He recommended pellets over bbs and showed me hollow points for greatest damage and gold-plated ones guaranteed to “increase my velocity by up to 350 fps.” I finally settled on a simple Daisy gun that boasted a respectable 750 fps and a box of the least expensive pellets offered. As the salesman hurried back to the spittoon, I made my way toward the checkout lines at the front of the store.

Pausing at the knife counter to look at sharpening stones for the kitchen, I set the gun and ammo down on a nearby bench facing the women’s hunting apparel department. As I perused the sharpeners, I pictured myself taking a bead on one of those squirrels and squeezing the trigger. I remembered the salesman’s words: this one will have plenty of punch to stop it in it’s tracks as long as you hit it in the head. Of course, a good body shot will eventually kill it, but it might take a while…

Looking back at the gun on the bench, I struggled with the image of a suffering squirrel, gasping for breath as it feebly climbs the hackberry to die in its nest. And what if I did make a head shot? What then? Do I bury it in the yard? Do I eat it? I knew I couldn’t bear to clean it. I took a look around the room at all those animals on the wall then glanced back at the gun on the bench. I surveyed the customers around me—fathers and sons testing tree stands, teens with confederate flags on their shirts dreaming of ten point bucks and ten pound bass, men in black boots wondering how fast they could empty and replace a fifteen round magazine.

Heavy hearted, I walked to the front of the store empty-handed.
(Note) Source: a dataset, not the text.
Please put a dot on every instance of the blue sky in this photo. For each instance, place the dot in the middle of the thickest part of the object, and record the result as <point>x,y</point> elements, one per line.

I paused to hold the door for a thirty-something sporting a mullet and a Lynyrd Skynyrd t-shirt. A few feet outside the door, I felt a splash on my sandaled foot and looked down to discover I had stepped in a dark brown puddle. I wiped my foot with the handkerchief in my pocket and got in the car.

Someone once said that, “the best offense is a good defense.” I don’t who that was but I’m guessing it probably wasn’t somebody wearing camouflage and looking for a place to spit.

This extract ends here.